Vol. 8, No. 1 April 2004
In This World
 The Pashtun are a group of people living along the eastern fringes of Afghanistan bordering Pakistan. They make up 45 percent of the Afghan population and formed the backbone of the Taliban organization. Fifty thousand of them find sanctuary in a Pakistan refugee camp known as Shamshatoo; most are escapees from the 1979 Soviet invasion and the barbaric regime of the Taliban. But life in the camps is in itself punishing and subhuman and there is every reason to seek life elsewhere.
 Jamal Udin Torabi is a sixteen-year-old Pashtun who has decided to embark on a long trip through the ancient Silk Road en route to what he envisions as a better place: London. Along with his twenty something cousin Enayat, Jamal braves what is sure to be a via dolorosa, a perilous journey through a dark tunnel with only a utopian dream and his cryptic English for a survival kit.
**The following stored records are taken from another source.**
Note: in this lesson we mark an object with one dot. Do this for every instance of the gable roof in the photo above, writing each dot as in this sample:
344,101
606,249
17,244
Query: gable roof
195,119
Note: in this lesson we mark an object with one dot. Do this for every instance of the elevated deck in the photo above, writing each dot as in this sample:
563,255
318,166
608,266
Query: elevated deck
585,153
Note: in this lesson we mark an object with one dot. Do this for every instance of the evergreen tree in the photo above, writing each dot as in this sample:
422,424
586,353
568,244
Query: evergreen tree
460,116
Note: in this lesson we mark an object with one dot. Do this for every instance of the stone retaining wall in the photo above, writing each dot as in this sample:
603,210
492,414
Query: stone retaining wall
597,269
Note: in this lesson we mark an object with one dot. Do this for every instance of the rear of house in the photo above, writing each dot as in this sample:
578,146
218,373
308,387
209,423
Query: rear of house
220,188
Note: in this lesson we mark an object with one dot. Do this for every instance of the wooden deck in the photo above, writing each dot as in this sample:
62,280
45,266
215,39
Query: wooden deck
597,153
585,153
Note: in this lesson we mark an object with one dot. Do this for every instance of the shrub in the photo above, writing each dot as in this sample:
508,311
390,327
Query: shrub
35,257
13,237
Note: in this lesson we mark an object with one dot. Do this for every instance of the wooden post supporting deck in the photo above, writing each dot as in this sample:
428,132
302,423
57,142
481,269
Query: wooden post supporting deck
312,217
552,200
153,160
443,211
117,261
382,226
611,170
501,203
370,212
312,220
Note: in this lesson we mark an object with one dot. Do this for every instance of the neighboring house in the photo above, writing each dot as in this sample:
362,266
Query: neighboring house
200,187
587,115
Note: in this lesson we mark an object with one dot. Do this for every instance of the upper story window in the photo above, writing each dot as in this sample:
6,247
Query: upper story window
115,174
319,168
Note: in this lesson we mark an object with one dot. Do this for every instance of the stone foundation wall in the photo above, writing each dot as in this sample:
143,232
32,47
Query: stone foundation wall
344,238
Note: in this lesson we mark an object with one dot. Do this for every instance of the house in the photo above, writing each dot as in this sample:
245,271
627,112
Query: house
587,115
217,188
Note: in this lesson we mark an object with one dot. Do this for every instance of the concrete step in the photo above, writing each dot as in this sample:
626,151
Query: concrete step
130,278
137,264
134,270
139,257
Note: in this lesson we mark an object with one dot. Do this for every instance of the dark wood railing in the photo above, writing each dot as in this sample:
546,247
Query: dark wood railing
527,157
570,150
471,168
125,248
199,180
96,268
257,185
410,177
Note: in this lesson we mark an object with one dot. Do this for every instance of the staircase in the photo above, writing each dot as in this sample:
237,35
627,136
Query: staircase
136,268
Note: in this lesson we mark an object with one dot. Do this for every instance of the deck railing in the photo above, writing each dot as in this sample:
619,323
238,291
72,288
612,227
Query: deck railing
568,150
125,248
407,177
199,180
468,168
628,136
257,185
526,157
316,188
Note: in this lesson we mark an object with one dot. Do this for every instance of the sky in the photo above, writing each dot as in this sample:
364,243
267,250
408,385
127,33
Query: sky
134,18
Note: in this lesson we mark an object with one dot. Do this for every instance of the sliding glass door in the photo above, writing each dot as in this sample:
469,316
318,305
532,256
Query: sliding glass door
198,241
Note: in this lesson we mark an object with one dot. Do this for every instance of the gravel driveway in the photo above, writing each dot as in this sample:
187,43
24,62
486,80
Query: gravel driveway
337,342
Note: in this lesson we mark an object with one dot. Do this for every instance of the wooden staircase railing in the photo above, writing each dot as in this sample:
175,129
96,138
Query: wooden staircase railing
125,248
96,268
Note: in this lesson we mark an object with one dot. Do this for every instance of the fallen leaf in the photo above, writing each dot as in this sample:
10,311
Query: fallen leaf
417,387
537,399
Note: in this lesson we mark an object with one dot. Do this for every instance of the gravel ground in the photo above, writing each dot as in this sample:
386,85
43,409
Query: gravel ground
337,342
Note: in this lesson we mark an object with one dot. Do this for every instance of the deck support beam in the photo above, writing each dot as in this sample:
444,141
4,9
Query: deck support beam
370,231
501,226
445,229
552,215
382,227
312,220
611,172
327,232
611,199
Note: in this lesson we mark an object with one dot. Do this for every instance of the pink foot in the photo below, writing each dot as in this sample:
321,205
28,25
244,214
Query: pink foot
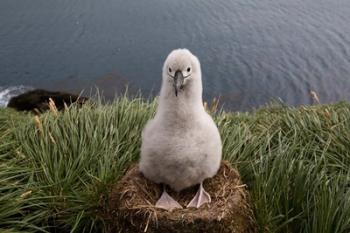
201,198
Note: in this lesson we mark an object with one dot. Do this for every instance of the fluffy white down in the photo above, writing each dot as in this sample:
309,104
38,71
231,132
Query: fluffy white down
181,145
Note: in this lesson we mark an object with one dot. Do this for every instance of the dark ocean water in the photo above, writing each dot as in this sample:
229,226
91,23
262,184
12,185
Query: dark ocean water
250,51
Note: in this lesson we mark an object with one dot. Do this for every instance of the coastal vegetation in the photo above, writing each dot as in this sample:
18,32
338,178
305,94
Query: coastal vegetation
56,169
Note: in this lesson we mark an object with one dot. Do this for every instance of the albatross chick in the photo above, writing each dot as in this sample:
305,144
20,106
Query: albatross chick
181,145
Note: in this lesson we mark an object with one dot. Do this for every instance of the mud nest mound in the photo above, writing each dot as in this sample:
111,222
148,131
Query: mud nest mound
133,198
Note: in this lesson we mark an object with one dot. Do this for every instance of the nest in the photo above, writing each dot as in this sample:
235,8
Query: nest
132,207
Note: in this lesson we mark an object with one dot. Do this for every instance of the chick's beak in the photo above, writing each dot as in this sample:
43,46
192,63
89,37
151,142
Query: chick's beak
178,81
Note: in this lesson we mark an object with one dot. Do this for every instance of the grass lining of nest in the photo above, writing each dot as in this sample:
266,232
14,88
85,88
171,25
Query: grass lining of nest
133,199
294,161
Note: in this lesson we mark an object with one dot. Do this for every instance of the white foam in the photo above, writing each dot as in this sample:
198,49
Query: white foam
6,93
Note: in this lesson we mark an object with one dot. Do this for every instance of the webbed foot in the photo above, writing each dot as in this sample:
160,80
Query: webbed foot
200,198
 British director Michael Winterbottom (Welcome to Sarajevo, 24 Hour Party People) recreates the journey of the two Pashtun refugees in his latest opus In this World, a film where documentary reality and fiction boundaries liquefy. The digitally-shot In this World is a visceral experience rather than a socio-political commentary. Winterbottom opts for a stylistic signature reminiscent of Italian neo-realism and the emergent Iranian new wave exemplified by the works of Mohsen Makhmalbaf (Kandahar, The Day I Became a Woman). He follows the journey of the characters using intrusive hand-held cameras and the effect is powerful. The very cinematography of this film helps problematize the struggles of the refugees; it evinces their uncertainty, restlessness, and exhaustion. As such, Winterbottom almost literally puts the viewers in Jamal and Enayat's shoes.
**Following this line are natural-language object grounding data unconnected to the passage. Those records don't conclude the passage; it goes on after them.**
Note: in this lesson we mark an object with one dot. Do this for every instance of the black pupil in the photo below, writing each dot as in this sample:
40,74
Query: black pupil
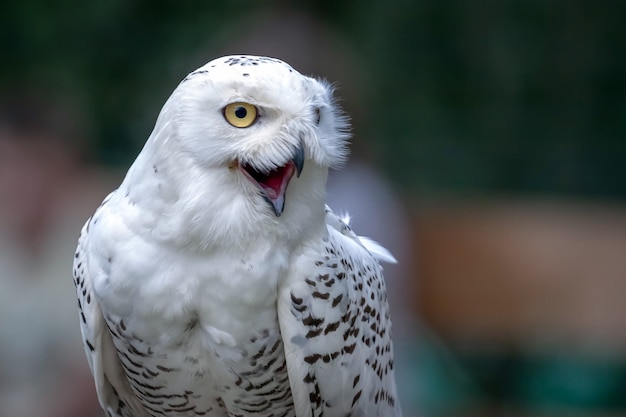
241,112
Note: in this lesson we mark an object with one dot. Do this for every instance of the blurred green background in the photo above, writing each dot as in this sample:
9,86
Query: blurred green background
461,99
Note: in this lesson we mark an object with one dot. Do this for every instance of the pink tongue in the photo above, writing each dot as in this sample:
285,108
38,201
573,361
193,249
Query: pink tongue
276,182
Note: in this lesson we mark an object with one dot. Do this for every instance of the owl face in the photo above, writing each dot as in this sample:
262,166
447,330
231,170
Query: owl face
259,118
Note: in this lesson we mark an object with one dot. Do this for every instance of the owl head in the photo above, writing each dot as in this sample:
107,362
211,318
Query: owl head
257,120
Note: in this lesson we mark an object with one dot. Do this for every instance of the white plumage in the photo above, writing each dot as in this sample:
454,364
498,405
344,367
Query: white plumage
215,282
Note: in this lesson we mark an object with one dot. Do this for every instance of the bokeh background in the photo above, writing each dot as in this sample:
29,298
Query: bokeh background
489,154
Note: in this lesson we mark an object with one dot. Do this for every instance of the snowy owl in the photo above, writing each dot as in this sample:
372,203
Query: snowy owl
215,282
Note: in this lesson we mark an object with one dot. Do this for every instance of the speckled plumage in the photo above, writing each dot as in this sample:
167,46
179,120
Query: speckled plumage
198,298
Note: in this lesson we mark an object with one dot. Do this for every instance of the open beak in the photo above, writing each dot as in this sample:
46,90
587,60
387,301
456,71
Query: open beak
273,184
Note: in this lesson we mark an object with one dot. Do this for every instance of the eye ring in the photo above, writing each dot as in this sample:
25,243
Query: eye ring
240,114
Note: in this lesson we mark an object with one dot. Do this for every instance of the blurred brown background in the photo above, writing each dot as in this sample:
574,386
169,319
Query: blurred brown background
488,155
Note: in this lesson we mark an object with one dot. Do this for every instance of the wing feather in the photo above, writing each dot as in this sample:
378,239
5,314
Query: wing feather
334,318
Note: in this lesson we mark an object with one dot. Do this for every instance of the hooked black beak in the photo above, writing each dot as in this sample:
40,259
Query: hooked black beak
274,184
 The obstacles and dangers that confront the two characters are menacing and cruel. They face the shrewd fixers of human smuggling who exact dollars and rupees from them. They escape gunfire as they trek a snow-covered trail in pitch darkness. And in one traumatic scene that will haunt me for some time, Jamal and Enayat are literally imprisoned in the cargo of a delivery truck for 40 hours along with other refugees, among them, a baby. Sealed, cramped and illuminated only by a single flashlight, the truck becomes hell on earth from which there is no escape, especially for Enayat, who does not live to tell the tale.
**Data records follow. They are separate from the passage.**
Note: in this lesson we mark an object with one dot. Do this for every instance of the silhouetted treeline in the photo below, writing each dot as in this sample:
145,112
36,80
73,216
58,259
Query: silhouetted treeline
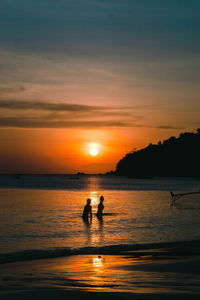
172,157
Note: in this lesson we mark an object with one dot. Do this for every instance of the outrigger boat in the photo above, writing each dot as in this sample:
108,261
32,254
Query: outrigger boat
179,195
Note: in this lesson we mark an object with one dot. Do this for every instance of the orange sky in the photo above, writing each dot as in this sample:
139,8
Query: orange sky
122,74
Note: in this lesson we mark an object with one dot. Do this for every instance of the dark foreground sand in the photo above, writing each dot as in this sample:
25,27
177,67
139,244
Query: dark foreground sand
105,276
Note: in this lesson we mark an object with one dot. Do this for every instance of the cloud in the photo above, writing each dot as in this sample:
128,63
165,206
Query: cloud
56,107
35,114
169,127
45,123
11,89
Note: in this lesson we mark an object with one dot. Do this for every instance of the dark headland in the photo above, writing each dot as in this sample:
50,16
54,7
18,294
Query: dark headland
174,157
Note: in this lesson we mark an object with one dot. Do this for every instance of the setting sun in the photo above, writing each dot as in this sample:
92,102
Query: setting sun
93,149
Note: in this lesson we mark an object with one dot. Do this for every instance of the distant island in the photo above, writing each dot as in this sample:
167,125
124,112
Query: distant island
176,157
 Winterbottom, however, does not limit his film to Third World miserabilism. In this World's touching moments come in the unguarded glimpses of humanity shining through despite the characters' ordeals. In a couple of stops, Jamal enjoys a game of football with boys his age, cracks silly jokes just when Enayat is about to sleep, and enjoys a tall cone of ice cream a friendly vendor offers for the price of a regular scoop. One scene that stands out beautifully in its guilelessness is when Jamal says goodbye to friends and relatives just before he sets out on his journey. As he walks away from the refugee camp, a small boy follows him jestingly and ignores Jamal's stern orders for him to get back home. Because the scene unfolds in a subtle, non-manipulative way, it pulls powerfully at the heartstrings. Contributing to the ethos is Winterbottom's choice of non-actors to play roles that are close equivalents, if not exact re-enactments, of their real-life roles. Jamal, for one, plays himself.
 The road map is grim and long for Jamal- Shamshatoo-Peshawar-Quetta-Tehran-Istanbul-Trieste, until the last stop before London, the Sangatte refugee camp in France. From there, the channel tunnel offers the final crossing to freedom.
 Will he see the light at the end of the tunnel?
 The denouement is open-ended and the film proffers an eschatological perspective. In the closing scene, we see Jamal ardently praying to Allah in a London mosque. The prayer lingers as the credits roll and we read from subtitles that in real life, Jamal will be ordered to leave London on his eighteenth birthday. For marginal Third World people like Jamal, a reasonably decent life is too much to ask for in this world.